Farmer agreed such a move would not lead to more crime.
“We’re doing it six days a week now,” he said. “It’s just one more day a week.”

AGAINST
As an attorney, Calvin Hastie has seen the danger and damage of alcohol abuse.
“I’ve had five CDVs — criminal domestic violence — cases in the last two days, and in every one of the five, alcohol was involved in the violence in one way or another,” he said recently.
That is why the city councilman is opposed to Sunday alcohol sales, a view he shares with many in the religious community.
“My opposition to Sunday alcohol sales is an extension of my opposition to the sale of alcohol any time,” said Ron Davis, pastor of Sumter Bible Church and administrator of Sumter Christian School. “My reasons are twofold. First, I am against the sale of alcohol from a Biblical conviction. Proverbs 20:1 says, ‘Wine is a mocker, strong drink is raging: and whosoever is deceived thereby is not wise.’
“Secondly, I am opposed to the sale of alcohol from a family perspective. Homes are wrecked from abusive alcoholics, and homes are destroyed when drunk drivers kill someone in the family. The statistics are staggering; but yet the statistics are ignored by society while alcohol continues to mock and deceive as Proverbs 20:1 says it would.”
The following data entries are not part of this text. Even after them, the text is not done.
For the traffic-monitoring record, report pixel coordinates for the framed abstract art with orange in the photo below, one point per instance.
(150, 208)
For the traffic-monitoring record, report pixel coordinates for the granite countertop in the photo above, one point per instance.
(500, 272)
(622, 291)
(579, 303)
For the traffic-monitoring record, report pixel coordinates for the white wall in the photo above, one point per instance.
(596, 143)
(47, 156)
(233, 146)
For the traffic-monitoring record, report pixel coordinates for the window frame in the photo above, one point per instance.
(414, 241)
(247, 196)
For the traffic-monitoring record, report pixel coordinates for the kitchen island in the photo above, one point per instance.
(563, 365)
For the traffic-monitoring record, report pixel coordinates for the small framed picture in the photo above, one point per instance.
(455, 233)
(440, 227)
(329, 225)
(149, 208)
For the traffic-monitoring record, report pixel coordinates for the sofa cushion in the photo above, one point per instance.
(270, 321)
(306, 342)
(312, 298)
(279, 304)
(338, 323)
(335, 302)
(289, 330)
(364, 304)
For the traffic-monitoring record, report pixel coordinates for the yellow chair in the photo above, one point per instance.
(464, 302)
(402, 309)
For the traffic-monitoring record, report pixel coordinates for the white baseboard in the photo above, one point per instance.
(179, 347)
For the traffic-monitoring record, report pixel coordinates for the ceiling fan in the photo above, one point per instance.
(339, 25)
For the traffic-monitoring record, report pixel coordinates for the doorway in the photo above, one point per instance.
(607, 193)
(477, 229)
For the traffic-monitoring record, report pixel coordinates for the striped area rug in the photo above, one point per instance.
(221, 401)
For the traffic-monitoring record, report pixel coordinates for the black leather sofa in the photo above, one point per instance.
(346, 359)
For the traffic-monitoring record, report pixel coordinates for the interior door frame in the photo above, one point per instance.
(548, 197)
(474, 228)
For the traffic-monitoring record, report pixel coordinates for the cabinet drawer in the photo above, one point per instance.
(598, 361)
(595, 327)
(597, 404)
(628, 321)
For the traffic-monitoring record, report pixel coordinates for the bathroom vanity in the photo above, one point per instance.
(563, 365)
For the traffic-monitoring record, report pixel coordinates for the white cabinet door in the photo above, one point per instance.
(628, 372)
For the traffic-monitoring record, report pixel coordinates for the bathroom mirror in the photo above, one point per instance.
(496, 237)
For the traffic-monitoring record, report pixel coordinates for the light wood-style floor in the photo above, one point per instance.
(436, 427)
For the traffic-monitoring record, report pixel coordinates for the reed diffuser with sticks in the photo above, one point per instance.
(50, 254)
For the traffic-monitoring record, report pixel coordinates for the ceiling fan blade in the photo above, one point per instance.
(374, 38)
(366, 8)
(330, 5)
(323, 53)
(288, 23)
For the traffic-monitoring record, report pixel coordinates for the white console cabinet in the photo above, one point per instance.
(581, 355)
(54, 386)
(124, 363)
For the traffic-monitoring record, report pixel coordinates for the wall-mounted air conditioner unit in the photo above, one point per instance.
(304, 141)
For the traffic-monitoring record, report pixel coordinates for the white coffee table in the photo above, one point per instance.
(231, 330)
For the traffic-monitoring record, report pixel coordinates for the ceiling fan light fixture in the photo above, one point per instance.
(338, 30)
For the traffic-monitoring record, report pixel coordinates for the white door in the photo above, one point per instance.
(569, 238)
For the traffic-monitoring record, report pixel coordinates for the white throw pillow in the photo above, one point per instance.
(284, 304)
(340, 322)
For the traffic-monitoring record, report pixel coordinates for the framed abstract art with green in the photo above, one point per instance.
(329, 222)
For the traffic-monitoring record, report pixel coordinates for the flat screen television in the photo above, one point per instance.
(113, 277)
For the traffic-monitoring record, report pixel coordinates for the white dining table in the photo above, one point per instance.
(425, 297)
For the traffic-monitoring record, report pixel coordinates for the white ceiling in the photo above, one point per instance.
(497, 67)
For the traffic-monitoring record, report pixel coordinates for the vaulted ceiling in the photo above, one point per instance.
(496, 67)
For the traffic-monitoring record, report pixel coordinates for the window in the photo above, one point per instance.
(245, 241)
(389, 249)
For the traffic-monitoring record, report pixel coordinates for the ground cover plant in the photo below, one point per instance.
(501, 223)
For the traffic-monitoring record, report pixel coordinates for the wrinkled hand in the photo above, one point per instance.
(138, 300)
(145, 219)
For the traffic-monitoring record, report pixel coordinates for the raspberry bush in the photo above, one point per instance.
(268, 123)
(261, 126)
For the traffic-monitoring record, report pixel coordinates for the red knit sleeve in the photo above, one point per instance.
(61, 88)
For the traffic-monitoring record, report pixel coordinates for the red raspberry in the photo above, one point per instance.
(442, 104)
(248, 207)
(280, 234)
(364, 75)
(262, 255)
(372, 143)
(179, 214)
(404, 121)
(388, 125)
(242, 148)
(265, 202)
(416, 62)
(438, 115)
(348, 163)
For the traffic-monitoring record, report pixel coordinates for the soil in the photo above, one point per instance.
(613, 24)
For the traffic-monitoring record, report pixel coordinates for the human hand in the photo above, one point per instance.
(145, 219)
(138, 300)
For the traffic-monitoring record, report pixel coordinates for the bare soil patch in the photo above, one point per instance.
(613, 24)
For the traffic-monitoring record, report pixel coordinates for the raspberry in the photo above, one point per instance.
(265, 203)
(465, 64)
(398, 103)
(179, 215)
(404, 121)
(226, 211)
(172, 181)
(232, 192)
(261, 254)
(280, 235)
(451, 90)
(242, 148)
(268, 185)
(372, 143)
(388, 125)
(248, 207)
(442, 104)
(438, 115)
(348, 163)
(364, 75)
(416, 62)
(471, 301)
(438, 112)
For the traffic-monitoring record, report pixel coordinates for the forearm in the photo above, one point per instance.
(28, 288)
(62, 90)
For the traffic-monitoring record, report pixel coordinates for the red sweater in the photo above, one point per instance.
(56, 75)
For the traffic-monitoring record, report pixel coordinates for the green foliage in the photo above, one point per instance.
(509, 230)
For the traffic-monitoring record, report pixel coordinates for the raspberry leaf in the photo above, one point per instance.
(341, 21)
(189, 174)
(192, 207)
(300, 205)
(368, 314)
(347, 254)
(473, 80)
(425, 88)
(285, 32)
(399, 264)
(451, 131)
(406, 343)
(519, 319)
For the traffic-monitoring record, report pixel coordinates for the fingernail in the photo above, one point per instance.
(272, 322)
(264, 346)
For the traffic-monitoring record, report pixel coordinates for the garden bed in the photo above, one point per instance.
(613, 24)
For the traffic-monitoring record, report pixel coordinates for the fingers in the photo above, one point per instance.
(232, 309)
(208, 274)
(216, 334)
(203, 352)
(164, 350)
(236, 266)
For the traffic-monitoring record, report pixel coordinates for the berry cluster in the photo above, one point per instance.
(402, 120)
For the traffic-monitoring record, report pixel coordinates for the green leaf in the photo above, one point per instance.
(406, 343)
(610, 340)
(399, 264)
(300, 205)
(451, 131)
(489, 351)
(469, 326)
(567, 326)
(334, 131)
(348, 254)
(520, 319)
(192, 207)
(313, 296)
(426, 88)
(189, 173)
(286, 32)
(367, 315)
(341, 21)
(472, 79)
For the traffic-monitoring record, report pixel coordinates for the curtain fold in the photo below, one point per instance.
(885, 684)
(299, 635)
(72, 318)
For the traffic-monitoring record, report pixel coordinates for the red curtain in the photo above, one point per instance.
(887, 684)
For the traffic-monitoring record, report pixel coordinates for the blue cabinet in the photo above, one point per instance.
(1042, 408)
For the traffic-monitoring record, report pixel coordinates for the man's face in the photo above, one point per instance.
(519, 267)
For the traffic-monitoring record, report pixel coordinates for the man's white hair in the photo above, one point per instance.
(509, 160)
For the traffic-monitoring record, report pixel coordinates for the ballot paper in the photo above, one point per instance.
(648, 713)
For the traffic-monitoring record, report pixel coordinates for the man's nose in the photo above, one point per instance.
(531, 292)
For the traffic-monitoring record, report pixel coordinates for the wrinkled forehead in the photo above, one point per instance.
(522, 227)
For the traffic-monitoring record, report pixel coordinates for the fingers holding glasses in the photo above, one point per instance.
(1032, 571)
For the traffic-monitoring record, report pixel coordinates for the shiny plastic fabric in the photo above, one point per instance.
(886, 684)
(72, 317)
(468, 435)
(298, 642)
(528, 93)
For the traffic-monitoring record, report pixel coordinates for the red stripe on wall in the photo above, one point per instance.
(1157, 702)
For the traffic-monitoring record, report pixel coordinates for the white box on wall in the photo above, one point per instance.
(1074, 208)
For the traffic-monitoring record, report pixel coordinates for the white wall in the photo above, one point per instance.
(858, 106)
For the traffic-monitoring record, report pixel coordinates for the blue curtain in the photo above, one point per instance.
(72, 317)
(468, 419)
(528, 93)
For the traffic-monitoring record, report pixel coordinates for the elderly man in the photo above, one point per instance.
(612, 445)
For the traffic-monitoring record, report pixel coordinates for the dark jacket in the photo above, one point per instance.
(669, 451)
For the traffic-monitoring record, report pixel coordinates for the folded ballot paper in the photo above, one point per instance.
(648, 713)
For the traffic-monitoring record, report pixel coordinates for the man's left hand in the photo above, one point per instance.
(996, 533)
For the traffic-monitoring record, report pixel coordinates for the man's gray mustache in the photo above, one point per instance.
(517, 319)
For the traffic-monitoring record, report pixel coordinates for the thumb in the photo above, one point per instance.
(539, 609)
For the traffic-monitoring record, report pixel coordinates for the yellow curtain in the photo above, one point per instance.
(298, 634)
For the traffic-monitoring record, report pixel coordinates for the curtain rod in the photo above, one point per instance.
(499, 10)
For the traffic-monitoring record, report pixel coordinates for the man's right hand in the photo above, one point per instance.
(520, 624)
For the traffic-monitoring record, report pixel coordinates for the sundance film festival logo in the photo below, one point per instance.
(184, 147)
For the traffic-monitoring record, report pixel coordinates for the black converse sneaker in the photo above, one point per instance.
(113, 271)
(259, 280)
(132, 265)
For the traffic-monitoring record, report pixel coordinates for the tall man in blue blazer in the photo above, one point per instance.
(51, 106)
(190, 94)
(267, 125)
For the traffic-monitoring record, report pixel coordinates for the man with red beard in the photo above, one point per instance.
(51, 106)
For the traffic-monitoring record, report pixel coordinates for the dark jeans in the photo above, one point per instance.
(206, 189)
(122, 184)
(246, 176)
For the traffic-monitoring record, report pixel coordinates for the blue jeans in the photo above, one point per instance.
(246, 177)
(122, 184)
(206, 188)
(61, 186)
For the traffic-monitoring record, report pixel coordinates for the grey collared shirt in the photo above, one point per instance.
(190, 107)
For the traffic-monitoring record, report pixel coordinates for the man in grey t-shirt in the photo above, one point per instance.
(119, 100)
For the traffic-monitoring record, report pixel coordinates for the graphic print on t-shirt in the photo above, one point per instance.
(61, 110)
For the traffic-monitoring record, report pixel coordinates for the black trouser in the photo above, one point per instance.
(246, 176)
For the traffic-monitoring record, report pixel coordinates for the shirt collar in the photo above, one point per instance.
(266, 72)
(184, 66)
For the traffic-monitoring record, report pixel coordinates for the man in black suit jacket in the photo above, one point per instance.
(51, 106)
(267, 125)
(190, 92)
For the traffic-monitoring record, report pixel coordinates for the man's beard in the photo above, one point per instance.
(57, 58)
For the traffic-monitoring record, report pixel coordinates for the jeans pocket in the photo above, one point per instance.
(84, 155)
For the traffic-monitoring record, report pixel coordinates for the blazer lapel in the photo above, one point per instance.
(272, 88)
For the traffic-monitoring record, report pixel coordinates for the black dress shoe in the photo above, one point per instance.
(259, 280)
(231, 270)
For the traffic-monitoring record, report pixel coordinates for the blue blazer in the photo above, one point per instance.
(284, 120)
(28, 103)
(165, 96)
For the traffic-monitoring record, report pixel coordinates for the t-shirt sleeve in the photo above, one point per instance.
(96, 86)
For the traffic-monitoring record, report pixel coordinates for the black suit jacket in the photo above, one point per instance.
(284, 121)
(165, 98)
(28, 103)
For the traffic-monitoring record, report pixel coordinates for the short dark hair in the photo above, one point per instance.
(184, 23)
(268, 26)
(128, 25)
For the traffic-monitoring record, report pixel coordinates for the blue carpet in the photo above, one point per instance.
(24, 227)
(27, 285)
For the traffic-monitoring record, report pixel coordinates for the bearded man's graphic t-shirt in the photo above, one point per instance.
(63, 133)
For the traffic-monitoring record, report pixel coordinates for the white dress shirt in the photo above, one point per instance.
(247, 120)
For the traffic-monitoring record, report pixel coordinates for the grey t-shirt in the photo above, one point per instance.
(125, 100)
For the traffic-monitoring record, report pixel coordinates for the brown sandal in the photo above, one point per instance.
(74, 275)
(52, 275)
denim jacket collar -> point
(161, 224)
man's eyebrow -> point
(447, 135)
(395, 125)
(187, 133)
The Rev. M.H. Newton of Jehovah Missionary Baptist Church agreed.
“When I look at all the damage that has been done by alcohol and drugs in our community, I just can’t feel right supporting something like this,” he said. “Alcohol has caused a lot of damage and taken life from murder to people driving and having accidents because of their drinking. And of course, from a Biblical point of view and a spiritual background, I can’t support anything that takes the lives of people.”
People’s lives are worth more than the economic benefits such a move might bring to Sumter, Newton said.
“What is my reply to those who say it would help the economy? 1 Timothy 6:10 says, ‘For the love of money is the root of all evil: which while some coveted after, they have erred from the faith, and pierced themselves through with many sorrows,’” Davis said. “Do we place money — the economy — above the families that are destroyed from alcohol? When we as a society have our priorities wrong, we ‘pierce ourselves through with many sorrows’ as this verse predicts. Sunday alcohol sales will only add more sorrow that comes from more crime.”
Hastie said such a move creates an obvious DUI situation.
“We’re asking people to go out and have a few drinks, then drive home,” he said. “Some say they have a designated driver, but the majority don’t. People talk economic cost, but let’s weigh human cost versus economic cost. Let’s be more progressive in our thought process. Let us be the leader in the state for growing our economy and not on Sunday alcohol sales.”